Julia Vogl studied art in college, but it wasn’t until she interned one summer at a New York City gallery that she began thinking about the public’s access to it.
“They were only interested in showing art to a certain percentage,” says Vogl, 27, about the gallery. “I felt it was being seen by only a handful of people, and yet so many people can get something out of art.”
“[Counteracting] elitism is a huge motivation for me,” says Vogl, who soon will finish creating a 25-foot-high, public art piece called “Holiday Destination” in Fountain Plaza in the Downtown Silver Spring retail complex on Ellsworth Drive.
The Peterson Cos., which manages the complex, will host a public ceremony in Fountain Plaza with free refreshments and entertainment from 5 to 7 p.m. Saturday, Nov. 10, to officially light the structure, which will remain up through Jan. 3.

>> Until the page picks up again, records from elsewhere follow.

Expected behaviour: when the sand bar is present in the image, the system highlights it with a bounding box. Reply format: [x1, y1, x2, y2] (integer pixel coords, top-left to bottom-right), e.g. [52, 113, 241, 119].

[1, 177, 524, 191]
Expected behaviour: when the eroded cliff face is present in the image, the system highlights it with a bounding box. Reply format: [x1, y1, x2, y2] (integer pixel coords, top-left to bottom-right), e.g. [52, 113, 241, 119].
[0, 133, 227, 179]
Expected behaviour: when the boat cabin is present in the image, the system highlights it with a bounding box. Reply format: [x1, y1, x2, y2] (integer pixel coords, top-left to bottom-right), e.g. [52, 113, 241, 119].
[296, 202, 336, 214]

Baltimore street drummer Thomas Pisciotta, known as Tommy Buckets, will beat out rhythms on more than a dozen recycled containers for the crowd, which will include the general public and invited officials.
“Holiday Destination” is made of 1,000 recyclable plastic bottles contributed by the public that Vogl has spray painted different colors to represent where the contributors plan to go for the holidays.

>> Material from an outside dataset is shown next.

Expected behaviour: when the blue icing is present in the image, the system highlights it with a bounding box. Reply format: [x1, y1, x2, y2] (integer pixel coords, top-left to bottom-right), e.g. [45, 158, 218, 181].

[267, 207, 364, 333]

People deposited bottles into receptacles painted red for some place hot, blue for cold, green for foreign, silver for wintry and yellow for staying home.
Vogl then spray painted the bottles from each receptacle with the same color before linking them together with strings of LED energy-efficient lights supplied by Green Lumens in Rockville.
“It’s a visual representation of data,” says Vogl, who says the structure not only is decorative but also instructive, conveying information about the people in Silver Spring.
“She’s telling a story about the community and how they’re going to spend the holidays,” says Laurie Yankowski, regional marketing director for the Peterson Cos.
Yankowski said the installation is the first of a series of public art projects called “Re-imagining the Holidays” that the Fairfax, Va.-based company plans to implement each year in Fountain Plaza.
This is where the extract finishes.